San Diego Union Tribune
EDITORIAL: Why California needs an even tougher vaccination law
California lawmakers deserved praise in 2015 for taking steps to push more students to have all the required vaccinations that are needed to reduce the risk of outbreaks of infectious diseases. Senate Bill 277, sponsored by state Sen. and pediatrician Richard Pan, D-Sacramento, barred parents from citing their personal beliefs in refusing to have their children vaccinated.
Legislators passed the mandatory vaccination law in the aftermath of a measles outbreak that authorities said began at Disneyland, spread to seven states and two other countries and was linked to children who went unvaccinated because of their parents’ objections. Higher vaccination rates are crucial to bolstering what Pan calls “community immunity” — the protection from infectious diseases that results when high levels of the public are vaccinated.
Senate Bill 277 quickly paid off. Last year, the state Department of Public Health said the vaccination rate of 95.6 percent among kindergartners was the highest seen in California since at least the 2001-02 school year. That was up 5.2 percentage points from 2015.
But now there are new signals that anti-vaccination sentiment remains strong in some corners of the state. While 96 percent to 99 percent vaccination levels are needed for herd immunity, a recent Los Angeles Times analysis of vaccination records found that 10 percent or more of kindergartners had medical exemptions for vaccinations in 105 schools — a sharp increase over the prior school year. According to the shotsforschool.org website, the local schools where kindergarten students had low vaccination rates included Innovations Academy, Chabad Hebrew Academy and Maranatha Christian Schools in San Diego, Saint Joseph Academy in San Marcos, Dehesa Charter in Escondido and Horizon Prep in Rancho Santa Fe.
Pan told the Times that there was enough evidence of “fraudulent exemptions” that he was considering new legislation to add new restrictions to his 2015 law, which is already seen as one of the strictest in America. Any revision should start with the adoption of specific criteria under which schoolchildren could be exempted.
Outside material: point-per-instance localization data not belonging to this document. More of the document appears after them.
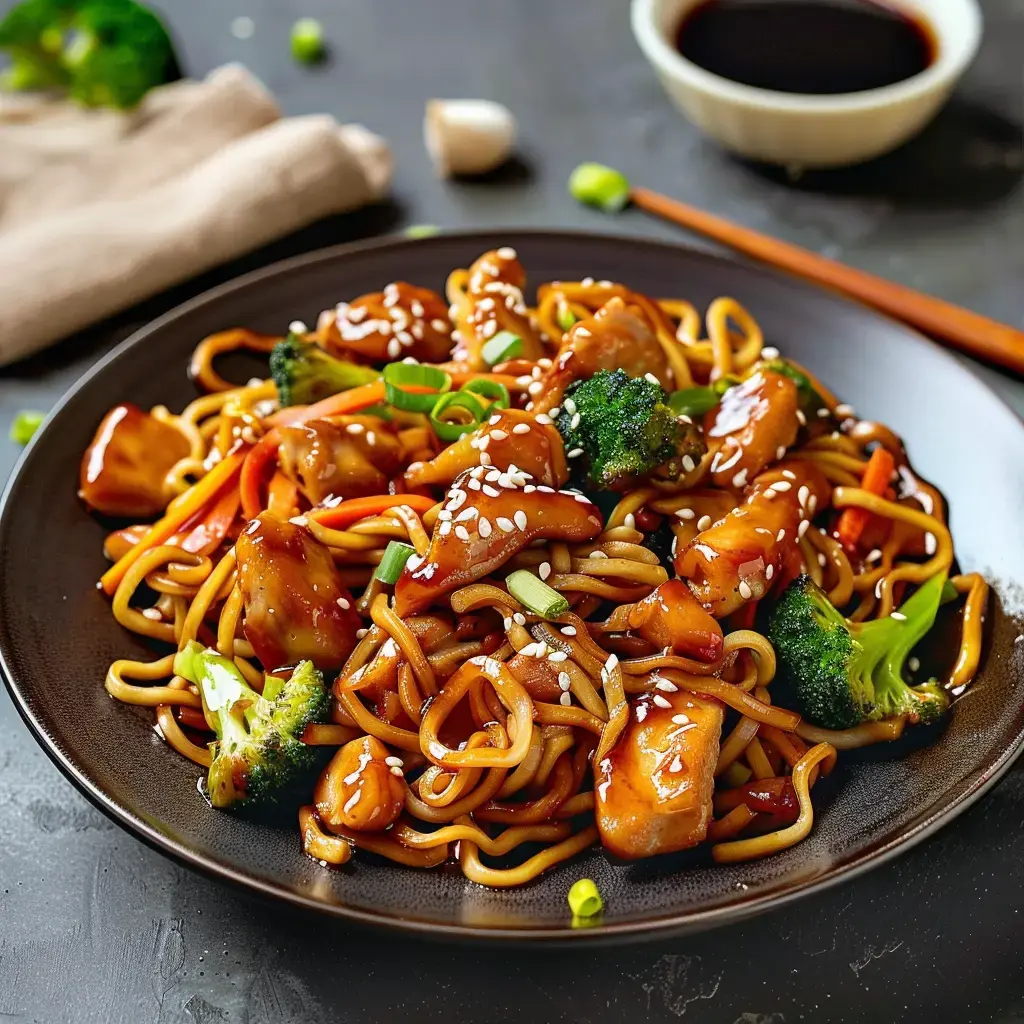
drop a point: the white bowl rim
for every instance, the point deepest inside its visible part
(953, 57)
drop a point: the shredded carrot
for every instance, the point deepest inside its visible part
(878, 474)
(210, 528)
(283, 495)
(359, 508)
(178, 512)
(254, 469)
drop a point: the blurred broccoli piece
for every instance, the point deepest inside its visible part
(626, 430)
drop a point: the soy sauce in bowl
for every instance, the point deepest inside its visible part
(807, 46)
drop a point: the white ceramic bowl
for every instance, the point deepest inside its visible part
(803, 130)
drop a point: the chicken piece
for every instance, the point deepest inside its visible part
(754, 424)
(616, 337)
(123, 468)
(495, 295)
(359, 790)
(670, 616)
(735, 559)
(654, 788)
(489, 516)
(346, 457)
(399, 322)
(511, 437)
(296, 607)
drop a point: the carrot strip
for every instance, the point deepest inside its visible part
(854, 520)
(336, 404)
(253, 471)
(207, 534)
(358, 508)
(180, 511)
(283, 495)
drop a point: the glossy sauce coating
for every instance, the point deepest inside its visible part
(654, 788)
(359, 788)
(123, 470)
(295, 604)
(488, 516)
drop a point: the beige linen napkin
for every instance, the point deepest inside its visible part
(99, 209)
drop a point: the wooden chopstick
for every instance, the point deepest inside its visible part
(967, 331)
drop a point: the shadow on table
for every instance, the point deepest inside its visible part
(86, 346)
(969, 156)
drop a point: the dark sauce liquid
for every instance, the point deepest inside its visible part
(806, 46)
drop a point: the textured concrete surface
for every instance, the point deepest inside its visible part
(95, 928)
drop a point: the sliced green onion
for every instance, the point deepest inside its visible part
(693, 400)
(600, 185)
(395, 556)
(398, 374)
(451, 430)
(497, 392)
(505, 345)
(26, 423)
(564, 316)
(585, 900)
(537, 595)
(307, 41)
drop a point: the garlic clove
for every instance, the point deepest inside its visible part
(468, 136)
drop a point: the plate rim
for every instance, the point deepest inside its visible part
(638, 930)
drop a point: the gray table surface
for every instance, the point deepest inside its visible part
(96, 928)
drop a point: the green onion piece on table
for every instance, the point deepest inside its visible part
(537, 595)
(26, 423)
(599, 185)
(585, 900)
(449, 429)
(395, 556)
(397, 376)
(505, 345)
(307, 41)
(498, 393)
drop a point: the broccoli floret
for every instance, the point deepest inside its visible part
(258, 750)
(625, 429)
(304, 373)
(102, 52)
(844, 673)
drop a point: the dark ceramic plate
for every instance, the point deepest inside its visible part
(57, 637)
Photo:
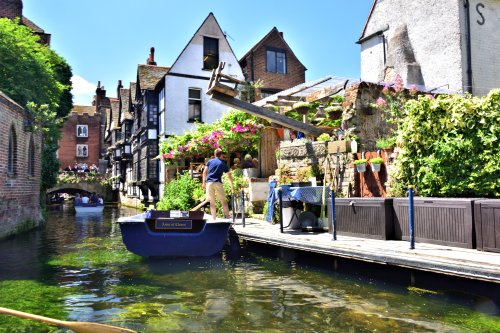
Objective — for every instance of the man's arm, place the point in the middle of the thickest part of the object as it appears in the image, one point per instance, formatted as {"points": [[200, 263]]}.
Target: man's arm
{"points": [[204, 177], [230, 178]]}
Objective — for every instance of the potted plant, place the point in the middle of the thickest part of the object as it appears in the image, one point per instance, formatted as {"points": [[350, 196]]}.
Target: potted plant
{"points": [[360, 165], [376, 162], [385, 144], [301, 107]]}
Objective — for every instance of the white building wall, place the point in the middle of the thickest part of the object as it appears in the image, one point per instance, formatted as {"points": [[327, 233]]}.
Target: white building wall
{"points": [[485, 40], [434, 33], [187, 72]]}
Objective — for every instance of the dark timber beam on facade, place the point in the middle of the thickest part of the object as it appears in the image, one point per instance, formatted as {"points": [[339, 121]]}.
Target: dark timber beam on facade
{"points": [[266, 114]]}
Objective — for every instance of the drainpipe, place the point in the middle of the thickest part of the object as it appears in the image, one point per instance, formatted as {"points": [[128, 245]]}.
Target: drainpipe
{"points": [[468, 46]]}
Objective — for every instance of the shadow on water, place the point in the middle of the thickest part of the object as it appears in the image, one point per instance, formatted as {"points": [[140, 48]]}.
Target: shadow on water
{"points": [[78, 266]]}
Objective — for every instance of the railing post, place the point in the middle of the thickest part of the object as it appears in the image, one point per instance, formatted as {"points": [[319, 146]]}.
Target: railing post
{"points": [[243, 208], [411, 216], [334, 223], [280, 198], [232, 207]]}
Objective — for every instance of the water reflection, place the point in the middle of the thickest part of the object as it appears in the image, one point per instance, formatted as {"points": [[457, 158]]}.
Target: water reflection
{"points": [[96, 279]]}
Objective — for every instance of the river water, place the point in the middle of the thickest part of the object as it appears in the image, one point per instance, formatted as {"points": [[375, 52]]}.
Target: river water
{"points": [[76, 268]]}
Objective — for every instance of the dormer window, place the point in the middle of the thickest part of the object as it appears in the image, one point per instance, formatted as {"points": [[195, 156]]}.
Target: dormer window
{"points": [[276, 61], [82, 131], [82, 150], [210, 53]]}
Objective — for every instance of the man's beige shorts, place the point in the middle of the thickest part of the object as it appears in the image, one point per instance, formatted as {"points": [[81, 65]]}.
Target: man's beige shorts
{"points": [[215, 189]]}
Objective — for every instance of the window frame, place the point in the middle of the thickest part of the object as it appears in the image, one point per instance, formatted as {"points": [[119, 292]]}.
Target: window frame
{"points": [[210, 61], [194, 101], [82, 146], [85, 129], [276, 51], [31, 158]]}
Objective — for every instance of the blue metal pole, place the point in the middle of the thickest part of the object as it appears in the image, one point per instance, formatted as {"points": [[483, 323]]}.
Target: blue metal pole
{"points": [[280, 198], [334, 223], [411, 215], [243, 208], [232, 207]]}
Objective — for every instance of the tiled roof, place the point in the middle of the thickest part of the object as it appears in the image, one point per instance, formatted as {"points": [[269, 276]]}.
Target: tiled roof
{"points": [[133, 86], [32, 25], [82, 109], [115, 112], [125, 112], [150, 75]]}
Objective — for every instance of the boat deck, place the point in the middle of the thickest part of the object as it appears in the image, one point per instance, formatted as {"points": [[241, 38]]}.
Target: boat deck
{"points": [[455, 261]]}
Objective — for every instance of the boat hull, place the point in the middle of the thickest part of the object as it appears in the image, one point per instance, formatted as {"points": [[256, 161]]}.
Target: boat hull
{"points": [[89, 209], [161, 238]]}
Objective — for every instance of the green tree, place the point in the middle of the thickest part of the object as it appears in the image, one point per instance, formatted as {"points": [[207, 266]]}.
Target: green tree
{"points": [[36, 77]]}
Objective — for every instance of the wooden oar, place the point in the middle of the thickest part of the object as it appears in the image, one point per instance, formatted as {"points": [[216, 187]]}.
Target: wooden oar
{"points": [[76, 326]]}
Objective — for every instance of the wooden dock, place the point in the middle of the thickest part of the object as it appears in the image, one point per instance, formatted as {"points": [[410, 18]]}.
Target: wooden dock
{"points": [[454, 261]]}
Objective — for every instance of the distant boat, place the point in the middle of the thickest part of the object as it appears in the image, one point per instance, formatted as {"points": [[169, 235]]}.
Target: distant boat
{"points": [[173, 234], [89, 208]]}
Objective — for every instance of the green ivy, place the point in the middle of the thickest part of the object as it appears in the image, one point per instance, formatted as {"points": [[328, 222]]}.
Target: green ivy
{"points": [[182, 193], [449, 146]]}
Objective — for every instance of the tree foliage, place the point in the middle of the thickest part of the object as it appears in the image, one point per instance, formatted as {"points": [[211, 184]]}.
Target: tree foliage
{"points": [[36, 77], [449, 146]]}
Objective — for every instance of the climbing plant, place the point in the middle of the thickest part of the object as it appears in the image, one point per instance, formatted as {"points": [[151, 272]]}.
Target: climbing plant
{"points": [[448, 146]]}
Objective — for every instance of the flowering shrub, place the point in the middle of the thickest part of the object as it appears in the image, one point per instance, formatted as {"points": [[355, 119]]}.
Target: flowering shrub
{"points": [[236, 131]]}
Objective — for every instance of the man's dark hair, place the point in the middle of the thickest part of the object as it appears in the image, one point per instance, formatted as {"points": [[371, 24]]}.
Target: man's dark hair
{"points": [[218, 152]]}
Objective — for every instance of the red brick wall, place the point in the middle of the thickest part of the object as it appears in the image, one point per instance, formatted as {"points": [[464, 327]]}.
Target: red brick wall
{"points": [[295, 71], [69, 140], [11, 8], [19, 192]]}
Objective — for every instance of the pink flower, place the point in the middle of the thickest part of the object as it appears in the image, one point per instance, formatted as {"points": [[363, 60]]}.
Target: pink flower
{"points": [[386, 88], [381, 102], [413, 90]]}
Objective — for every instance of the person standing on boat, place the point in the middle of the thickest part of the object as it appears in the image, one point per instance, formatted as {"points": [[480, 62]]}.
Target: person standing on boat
{"points": [[212, 182]]}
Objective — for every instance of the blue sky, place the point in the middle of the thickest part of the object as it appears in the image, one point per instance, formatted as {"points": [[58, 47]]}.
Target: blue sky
{"points": [[104, 40]]}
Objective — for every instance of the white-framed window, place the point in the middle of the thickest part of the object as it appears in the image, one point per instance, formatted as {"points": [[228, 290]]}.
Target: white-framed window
{"points": [[82, 131], [276, 61], [82, 150], [161, 103], [194, 104]]}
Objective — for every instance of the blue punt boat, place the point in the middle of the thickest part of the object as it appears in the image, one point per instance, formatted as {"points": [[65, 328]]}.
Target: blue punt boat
{"points": [[89, 208], [173, 234]]}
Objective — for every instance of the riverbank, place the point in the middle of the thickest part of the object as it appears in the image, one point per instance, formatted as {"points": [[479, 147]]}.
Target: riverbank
{"points": [[444, 260]]}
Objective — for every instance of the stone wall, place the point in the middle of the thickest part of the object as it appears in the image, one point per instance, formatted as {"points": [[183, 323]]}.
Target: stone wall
{"points": [[20, 188], [333, 169], [361, 119]]}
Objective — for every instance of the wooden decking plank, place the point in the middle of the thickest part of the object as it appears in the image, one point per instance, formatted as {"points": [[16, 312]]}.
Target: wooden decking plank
{"points": [[455, 261]]}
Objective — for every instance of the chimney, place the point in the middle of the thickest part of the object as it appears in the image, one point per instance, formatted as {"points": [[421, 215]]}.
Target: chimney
{"points": [[118, 88], [151, 59], [11, 9], [100, 94]]}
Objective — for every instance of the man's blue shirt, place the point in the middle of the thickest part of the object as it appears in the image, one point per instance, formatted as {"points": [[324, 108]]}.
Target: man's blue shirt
{"points": [[216, 168]]}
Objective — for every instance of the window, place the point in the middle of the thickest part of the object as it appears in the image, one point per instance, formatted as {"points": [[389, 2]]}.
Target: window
{"points": [[82, 131], [210, 53], [162, 111], [82, 151], [12, 158], [194, 104], [276, 61], [31, 158]]}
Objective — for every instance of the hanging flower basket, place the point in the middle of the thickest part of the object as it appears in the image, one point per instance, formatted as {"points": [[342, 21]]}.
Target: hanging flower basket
{"points": [[301, 107], [376, 163], [360, 165]]}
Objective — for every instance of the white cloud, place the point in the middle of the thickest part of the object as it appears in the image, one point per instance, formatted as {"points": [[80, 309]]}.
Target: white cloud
{"points": [[83, 91]]}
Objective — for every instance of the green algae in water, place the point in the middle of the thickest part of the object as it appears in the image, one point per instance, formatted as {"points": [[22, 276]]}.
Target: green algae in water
{"points": [[32, 297], [94, 253]]}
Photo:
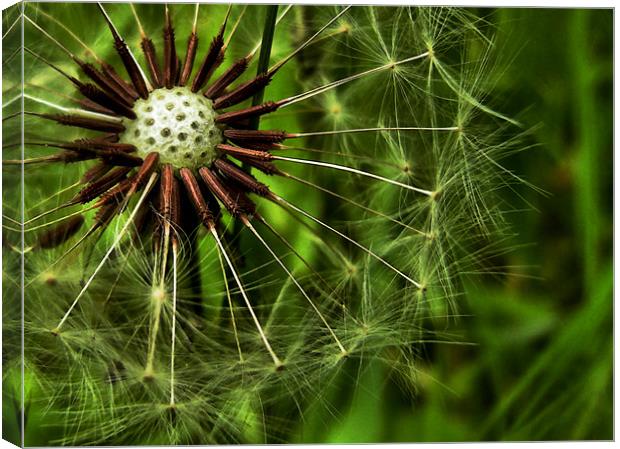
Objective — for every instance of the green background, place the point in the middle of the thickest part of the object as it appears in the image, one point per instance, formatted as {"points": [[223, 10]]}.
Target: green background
{"points": [[535, 353]]}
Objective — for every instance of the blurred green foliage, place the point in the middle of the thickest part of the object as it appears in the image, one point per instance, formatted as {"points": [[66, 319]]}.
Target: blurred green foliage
{"points": [[541, 361]]}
The need for such provisions is underlined by the troubling case of Dr. Bob Sears, an Orange Country pediatrician who was placed on probation for 35 months by the state medical board for exempting a 2-year-old boy from vaccinations without attempting to gather basic medical information about the child. Sears and his defenders say he shouldn’t be punished for heeding the boy’s mother and her warnings that her child had a history of bad reactions to vaccinations. Sears’ Facebook page depicts him as a victim of overzealous authorities who exaggerate the value of vaccinations, and his website shows his association with those who have made thoroughly discredited claims linking autism to vaccinations. This is indefensible, and medical authorities must keep tabs on Sears going forward.
To protect California’s children, lawmakers need to heed this warning and reject the bogus arguments about vaccinations being dangerous that they rejected in 2015. If doctors want to give a medical vaccination exemption to a student, they should be required to make a substantive case as to why it’s necessary. “Community immunity” must be a high California priority.